Imagine a muscle cramp. It starts small and grows into a fire, coursing through your leg, your arm, your neck, disappearing in 30 seconds.
Imagine that fire engulfing your body for 55 years.
Imagine that pain, that disease stealing your mobility, your voice, your ability to breathe.
Stephen Hawking changed the way we view the universe, even after he was diagnosed with ALS. |
Now imagine the strength of will necessary to overcome that disease, to let your genius shine into the world and change how we perceive the universe.
Stephen Hawking never allowed his disease to define him. Amyotrophic lateral sclerosis took many things from him, but it didn’t take his mind.
Instead, Hawking proved to be one of the most influential physicists since Albert Einstein. What did Hawking discover?
This week, Hawking’s ashes will be interred at Westminster Abbey, nearly three months after he died March 14. As his ashes are placed near Sir Isaac Newton, Charles Darwin and Ernest Rutherford, let’s look back and celebrate Hawking’s remarkable life.
Why Hawking matters
1) He invented black holes*
*He did not actually invent black holes.
What Hawking did was increase our understanding of what a black hole is. Through his mathematical theorems, Hawking was able to “prove” exceptions in Einstein’s theories of gravity. His work showed that there were points in the universe where those gravitational theories broke down. Black holes formed some of these “singularities.”
Hawking’s interest didn’t stop there. He also theorized about the laws of thermodynamics. Before him, the main concept in physics was that black holes radiated no energy and thus, could not have entropy. Hawking’s mathematical concepts proved a black hole can emit radiation at the quantum level. This radiation is now called Hawking radiation.
2) He authored many books, including the bestseller A Brief History of Time
Hawking wrote his New York Times bestseller in 1988 and has sold more than 10 million copies in 30 years. In it, Hawking brings some very heavy concepts in physics and puts them in non-technical terms.
In it, he describes things like general relativity, the Big Bang, quarks and ideas about space and time in ways easily grasped by the public. Some of the questions Hawking posed in the tome include: How did the universe begin—and what made its start possible? Does time always flow forward? Is the universe unending—or are there boundaries? Are there other dimensions in space? What will happen when it all ends?
3) He never won a Nobel Prize
Because Hawking’s work was mainly done in theoretical fields like mathematics and quantum physics, his theories cannot be proven by a third party. There have been scientists with groundbreaking theories who won, but only after their theories were proven by subsequent experiments.
As late as 2015, Hawking was quoted at Stockholm University as saying, “if some researcher would find a black hole, I will get a Nobel Prize.”

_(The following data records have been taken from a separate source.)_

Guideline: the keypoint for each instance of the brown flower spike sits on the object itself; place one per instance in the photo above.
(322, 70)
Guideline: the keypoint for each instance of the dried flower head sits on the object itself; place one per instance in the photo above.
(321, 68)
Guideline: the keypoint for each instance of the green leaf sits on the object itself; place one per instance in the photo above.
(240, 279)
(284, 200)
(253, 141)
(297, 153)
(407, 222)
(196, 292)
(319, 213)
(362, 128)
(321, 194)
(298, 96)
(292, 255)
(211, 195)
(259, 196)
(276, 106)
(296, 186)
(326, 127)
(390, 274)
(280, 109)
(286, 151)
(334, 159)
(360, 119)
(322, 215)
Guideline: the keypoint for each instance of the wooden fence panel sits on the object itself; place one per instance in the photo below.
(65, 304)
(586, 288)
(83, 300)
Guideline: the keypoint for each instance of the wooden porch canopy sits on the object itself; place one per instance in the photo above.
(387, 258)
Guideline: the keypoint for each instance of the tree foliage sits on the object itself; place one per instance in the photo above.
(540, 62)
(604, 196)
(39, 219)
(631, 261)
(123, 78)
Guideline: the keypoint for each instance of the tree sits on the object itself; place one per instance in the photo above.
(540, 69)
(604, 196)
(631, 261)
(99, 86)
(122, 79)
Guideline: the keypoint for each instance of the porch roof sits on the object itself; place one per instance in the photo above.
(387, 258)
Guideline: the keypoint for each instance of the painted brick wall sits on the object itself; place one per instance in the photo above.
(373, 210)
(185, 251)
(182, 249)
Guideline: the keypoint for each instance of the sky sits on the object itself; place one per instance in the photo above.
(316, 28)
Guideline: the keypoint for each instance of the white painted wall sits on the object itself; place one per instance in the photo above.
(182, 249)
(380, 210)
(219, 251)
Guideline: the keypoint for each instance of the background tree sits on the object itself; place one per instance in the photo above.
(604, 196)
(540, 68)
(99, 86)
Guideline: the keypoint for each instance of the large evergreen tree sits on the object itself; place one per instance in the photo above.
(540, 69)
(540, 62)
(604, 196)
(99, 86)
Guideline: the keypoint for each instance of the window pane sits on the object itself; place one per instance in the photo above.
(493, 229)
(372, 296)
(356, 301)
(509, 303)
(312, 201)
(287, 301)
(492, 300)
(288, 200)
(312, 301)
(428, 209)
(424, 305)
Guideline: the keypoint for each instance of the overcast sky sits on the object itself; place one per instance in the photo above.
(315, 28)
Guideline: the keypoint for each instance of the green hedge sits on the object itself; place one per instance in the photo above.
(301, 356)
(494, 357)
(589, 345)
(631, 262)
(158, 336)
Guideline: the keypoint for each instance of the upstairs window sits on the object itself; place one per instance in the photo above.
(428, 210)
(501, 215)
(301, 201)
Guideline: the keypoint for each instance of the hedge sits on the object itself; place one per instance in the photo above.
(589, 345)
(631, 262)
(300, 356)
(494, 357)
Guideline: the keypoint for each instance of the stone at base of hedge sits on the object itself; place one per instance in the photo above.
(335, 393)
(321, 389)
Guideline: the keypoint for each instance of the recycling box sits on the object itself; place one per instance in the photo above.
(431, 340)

4) He changed how we view the universe
In A Brief History of Time, Hawking lays out his career objectives, “My goal is simple. It is complete understanding of the universe, why it is as it is and why it exists at all.”

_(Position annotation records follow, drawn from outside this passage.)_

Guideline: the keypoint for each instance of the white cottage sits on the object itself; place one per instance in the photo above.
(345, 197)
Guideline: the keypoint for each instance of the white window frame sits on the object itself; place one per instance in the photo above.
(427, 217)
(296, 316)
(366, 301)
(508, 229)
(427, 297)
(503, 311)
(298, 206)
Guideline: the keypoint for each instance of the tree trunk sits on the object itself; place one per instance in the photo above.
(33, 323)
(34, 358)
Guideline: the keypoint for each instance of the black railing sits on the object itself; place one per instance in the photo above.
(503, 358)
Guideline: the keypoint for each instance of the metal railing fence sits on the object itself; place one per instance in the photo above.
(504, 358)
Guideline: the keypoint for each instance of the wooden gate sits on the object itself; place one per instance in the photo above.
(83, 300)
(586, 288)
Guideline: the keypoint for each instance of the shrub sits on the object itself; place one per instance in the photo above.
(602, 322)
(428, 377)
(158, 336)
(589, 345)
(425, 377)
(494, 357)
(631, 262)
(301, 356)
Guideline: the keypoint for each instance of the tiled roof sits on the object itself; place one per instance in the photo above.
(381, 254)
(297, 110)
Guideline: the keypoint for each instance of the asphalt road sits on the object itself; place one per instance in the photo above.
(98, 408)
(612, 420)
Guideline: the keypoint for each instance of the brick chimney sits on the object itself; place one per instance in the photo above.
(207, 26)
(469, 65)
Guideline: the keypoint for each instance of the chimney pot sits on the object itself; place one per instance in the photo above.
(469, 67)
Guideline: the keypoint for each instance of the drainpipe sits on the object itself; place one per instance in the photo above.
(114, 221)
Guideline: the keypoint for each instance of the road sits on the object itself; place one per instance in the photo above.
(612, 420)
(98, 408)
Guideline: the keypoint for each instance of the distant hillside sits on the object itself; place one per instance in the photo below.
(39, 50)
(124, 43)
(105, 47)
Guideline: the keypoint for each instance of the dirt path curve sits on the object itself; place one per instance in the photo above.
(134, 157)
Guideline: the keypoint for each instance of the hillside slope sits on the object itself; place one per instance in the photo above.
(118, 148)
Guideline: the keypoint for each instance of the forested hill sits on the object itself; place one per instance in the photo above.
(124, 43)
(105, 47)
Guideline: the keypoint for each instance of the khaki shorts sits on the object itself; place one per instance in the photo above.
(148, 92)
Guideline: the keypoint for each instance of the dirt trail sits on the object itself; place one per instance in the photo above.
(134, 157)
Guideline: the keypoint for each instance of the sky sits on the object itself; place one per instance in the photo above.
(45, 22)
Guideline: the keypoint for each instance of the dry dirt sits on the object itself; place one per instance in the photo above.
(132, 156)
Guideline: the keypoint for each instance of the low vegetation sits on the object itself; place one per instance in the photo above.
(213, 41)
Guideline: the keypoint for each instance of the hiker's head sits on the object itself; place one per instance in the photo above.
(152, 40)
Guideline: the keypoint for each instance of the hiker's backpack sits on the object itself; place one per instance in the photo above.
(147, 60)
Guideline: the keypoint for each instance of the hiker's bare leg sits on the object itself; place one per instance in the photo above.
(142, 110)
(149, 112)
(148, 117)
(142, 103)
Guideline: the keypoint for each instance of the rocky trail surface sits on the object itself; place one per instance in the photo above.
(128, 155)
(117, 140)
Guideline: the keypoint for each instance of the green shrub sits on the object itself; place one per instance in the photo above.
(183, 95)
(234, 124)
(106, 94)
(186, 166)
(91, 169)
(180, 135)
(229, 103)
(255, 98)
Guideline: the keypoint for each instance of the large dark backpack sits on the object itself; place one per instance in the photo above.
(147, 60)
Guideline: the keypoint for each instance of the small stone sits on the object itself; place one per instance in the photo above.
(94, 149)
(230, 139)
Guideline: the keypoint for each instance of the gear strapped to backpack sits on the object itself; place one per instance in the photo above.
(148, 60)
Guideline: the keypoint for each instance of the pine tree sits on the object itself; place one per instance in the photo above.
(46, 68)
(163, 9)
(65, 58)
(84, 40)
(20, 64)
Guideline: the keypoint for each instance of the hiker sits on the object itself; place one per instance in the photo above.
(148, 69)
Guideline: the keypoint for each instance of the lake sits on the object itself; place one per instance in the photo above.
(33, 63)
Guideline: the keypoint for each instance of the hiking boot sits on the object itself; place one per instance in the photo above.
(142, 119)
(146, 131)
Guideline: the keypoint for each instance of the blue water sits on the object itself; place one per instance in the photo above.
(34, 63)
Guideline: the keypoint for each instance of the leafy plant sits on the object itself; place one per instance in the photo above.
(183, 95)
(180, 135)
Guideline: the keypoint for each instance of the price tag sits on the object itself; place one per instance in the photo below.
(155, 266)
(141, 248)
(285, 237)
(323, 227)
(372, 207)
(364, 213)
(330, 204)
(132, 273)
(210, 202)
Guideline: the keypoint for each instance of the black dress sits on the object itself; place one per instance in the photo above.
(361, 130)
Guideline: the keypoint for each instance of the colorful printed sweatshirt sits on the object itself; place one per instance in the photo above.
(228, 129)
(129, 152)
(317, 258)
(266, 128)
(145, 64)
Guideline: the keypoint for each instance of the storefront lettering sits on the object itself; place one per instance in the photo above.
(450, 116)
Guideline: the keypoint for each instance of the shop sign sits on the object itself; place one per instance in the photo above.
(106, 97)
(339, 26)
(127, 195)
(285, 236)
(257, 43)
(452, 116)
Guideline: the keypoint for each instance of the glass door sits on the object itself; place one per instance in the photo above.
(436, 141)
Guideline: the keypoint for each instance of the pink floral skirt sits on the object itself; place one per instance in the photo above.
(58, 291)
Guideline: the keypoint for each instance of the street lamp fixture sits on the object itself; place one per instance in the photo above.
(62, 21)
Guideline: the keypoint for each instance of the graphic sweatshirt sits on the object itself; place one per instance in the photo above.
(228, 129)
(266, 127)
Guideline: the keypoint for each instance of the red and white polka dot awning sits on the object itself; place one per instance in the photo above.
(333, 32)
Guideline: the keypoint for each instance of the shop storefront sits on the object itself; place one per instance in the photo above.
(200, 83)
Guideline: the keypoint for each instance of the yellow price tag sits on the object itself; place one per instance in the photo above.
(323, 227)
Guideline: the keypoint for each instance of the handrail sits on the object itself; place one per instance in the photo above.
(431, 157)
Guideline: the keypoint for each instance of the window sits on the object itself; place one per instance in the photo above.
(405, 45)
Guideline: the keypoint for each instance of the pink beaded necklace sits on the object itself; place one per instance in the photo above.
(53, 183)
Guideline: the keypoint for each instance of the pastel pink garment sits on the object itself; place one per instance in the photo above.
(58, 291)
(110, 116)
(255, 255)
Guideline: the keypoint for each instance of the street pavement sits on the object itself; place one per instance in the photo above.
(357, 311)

Hawking may not have gotten there by the end of his life, but he certainly advanced all of humanity’s understanding by leaps and bounds.
But one of the things Hawking did most effectively was synthesizing theories of quantum mechanics into general relativity. Combining the two left the entire world closer to a “theory of everything.”
Making his genius more incredible, Hawking achieved most of his feats after being diagnosed with ameotrophic lateral sclerosis (ALS) in 1963. Stephen Hawking died March 14 at the age of 78.